After a pilot program successfully connected 45 Wise County households with SpaceX’s Starlink high-speed satellite internet, regional efforts are underway to broaden access to the service spearheaded by billionaire Elon Musk.
Scott Kiser, director of technology for Wise County Public Schools, helped shepherd the pilot for families of students early this year. SpaceX’s Starlink constellation of 1,300 low-orbiting satellites delivers 80 to 150 Mpbs download speeds via a 23-inch diameter dish. Pilot users “couldn’t be happier,” Kiser says.
Though families in the yearlong pilot program receive the service free, it has an upfront cost of $499, plus a monthly $99 fee.
Starlink’s retail cost could be a barrier in economically disadvantaged areas, but alternatives can be prohibitively expensive. Kiser cites the $25,000 estimate a cable/DSL broadband provider gave one family to extend service by a quarter mile to their home.
“We have a lot of mountains in the area, a lot of valleys and hollows,” which makes it extremely costly and difficult to offer high-speed services like cable or fiber requiring buried cables, says Jonathan Belcher, executive director of the Virginia Coalfield Economic Development Authority.
Satellite internet overcomes topography and last-mile issues, but the major providers have higher orbit satellites that are much slower than Starlink, which began beta testing in August 2020.

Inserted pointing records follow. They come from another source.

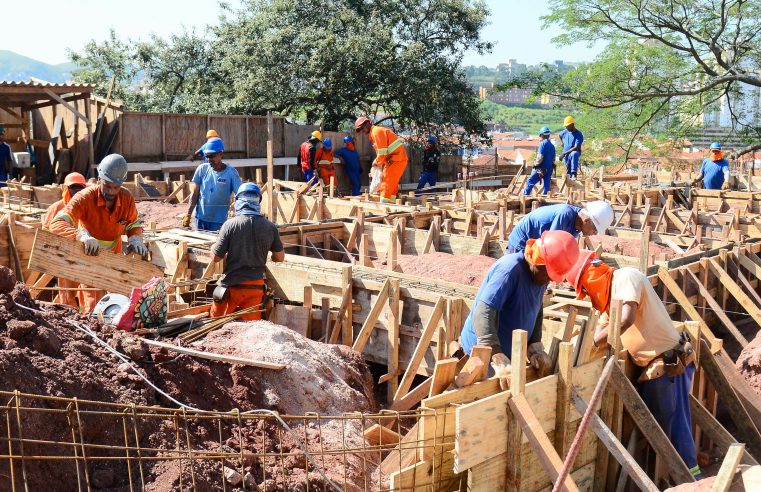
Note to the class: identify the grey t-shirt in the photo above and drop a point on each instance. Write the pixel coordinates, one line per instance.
(246, 240)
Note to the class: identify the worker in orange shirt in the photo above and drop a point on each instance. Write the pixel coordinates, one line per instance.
(99, 215)
(73, 184)
(324, 159)
(391, 157)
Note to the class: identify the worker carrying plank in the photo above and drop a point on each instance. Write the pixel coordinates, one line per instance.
(390, 156)
(665, 356)
(98, 216)
(244, 242)
(72, 184)
(215, 182)
(511, 296)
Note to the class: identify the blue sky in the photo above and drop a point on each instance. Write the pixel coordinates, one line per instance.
(515, 27)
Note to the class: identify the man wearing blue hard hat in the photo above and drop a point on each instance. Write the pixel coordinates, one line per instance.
(714, 172)
(431, 160)
(244, 242)
(215, 182)
(543, 165)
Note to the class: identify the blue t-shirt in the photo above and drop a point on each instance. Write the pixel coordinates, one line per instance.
(559, 217)
(215, 191)
(713, 173)
(350, 158)
(508, 288)
(571, 139)
(547, 150)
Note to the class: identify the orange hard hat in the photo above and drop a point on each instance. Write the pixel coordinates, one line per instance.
(560, 251)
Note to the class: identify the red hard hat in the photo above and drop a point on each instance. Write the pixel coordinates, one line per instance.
(560, 251)
(361, 121)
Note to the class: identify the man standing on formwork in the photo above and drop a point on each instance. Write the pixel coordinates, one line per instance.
(99, 215)
(391, 158)
(665, 356)
(244, 242)
(510, 298)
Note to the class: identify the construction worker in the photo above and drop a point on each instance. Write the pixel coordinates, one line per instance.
(593, 219)
(431, 160)
(199, 153)
(99, 215)
(215, 182)
(244, 242)
(391, 157)
(572, 140)
(714, 172)
(324, 158)
(72, 184)
(543, 165)
(654, 344)
(306, 157)
(350, 157)
(510, 298)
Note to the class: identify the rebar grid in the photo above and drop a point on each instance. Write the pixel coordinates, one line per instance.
(76, 440)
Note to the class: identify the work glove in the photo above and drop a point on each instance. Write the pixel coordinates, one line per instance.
(136, 244)
(501, 365)
(539, 359)
(92, 246)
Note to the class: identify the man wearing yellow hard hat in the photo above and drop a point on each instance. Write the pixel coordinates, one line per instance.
(572, 140)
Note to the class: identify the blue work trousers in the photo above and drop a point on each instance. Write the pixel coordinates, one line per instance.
(669, 401)
(534, 179)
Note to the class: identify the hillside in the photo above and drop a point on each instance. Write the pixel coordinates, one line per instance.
(18, 67)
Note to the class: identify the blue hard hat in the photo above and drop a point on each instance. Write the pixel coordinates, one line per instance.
(248, 188)
(213, 146)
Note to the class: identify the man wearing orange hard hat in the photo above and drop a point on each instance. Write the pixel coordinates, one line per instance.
(511, 296)
(654, 344)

As many as 60% of households in Southern Virginia, Southwest Virginia and the Shenandoah Valley have no internet subscription, according to 2019 data from the Federal Reserve Bank of Richmond.

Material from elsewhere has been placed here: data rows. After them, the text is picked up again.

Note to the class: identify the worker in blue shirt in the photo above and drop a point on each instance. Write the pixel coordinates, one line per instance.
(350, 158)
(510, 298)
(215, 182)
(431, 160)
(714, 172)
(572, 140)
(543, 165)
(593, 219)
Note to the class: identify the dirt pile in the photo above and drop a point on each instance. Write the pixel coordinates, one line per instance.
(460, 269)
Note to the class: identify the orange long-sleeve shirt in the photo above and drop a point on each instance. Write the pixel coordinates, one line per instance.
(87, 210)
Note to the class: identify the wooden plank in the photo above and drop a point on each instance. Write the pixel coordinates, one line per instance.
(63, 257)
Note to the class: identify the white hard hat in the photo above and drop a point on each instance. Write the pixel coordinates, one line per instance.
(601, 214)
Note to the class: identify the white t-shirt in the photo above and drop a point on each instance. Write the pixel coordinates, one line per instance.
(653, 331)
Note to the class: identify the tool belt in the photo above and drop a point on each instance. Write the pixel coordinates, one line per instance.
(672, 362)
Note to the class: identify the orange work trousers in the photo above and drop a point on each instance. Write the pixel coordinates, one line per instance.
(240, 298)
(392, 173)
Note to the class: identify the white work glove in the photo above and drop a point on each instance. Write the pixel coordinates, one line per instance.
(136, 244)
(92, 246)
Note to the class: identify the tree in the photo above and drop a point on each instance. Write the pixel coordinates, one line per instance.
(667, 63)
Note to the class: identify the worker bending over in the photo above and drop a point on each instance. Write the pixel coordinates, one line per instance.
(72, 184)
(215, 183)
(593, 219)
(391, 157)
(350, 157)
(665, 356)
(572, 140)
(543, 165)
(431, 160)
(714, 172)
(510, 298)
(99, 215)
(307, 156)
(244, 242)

“Southwest Virginia has long been affected by the digital divide,” says Kristie Proctor, executive director of the Center for Rural Virginia. But the pandemic made it “the priority.”

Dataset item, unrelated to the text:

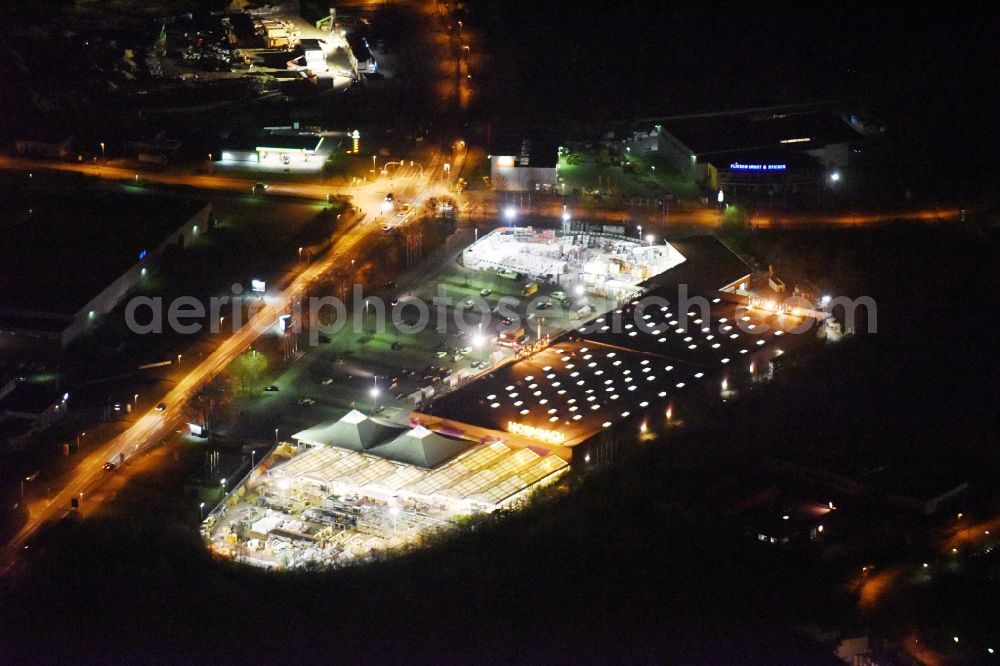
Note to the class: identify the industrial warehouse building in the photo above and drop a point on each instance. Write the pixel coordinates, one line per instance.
(524, 164)
(68, 260)
(362, 455)
(280, 149)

This year the Virginia Telecommunications Initiative awarded $28.77 million in grants to help increase broadband access in Southwest Virginia, Proctor says, though Starlink isn’t included in the state’s definition of high-speed internet.
Belcher’s EDA, which serves a 200-mile area from Bluefield to the Cumberland Gap, has received a $500,000 state grant to provide Starlink service to about 300 households. Broadband improves education, telehealth and work opportunities, he says, and his team is working to expand access: “We would want it to benefit everybody in the region.”
U.S. Rep. Morgan Griffith, R-Salem, visited Wise in April to learn about the Starlink pilot, and state and local officials are watching too.
“New space-based satellite internet programs like this can provide a viable and more cost-efficient alternative to expanding internet to rural and underserved areas,” says state Sen. Todd Pillion, R-Abingdon.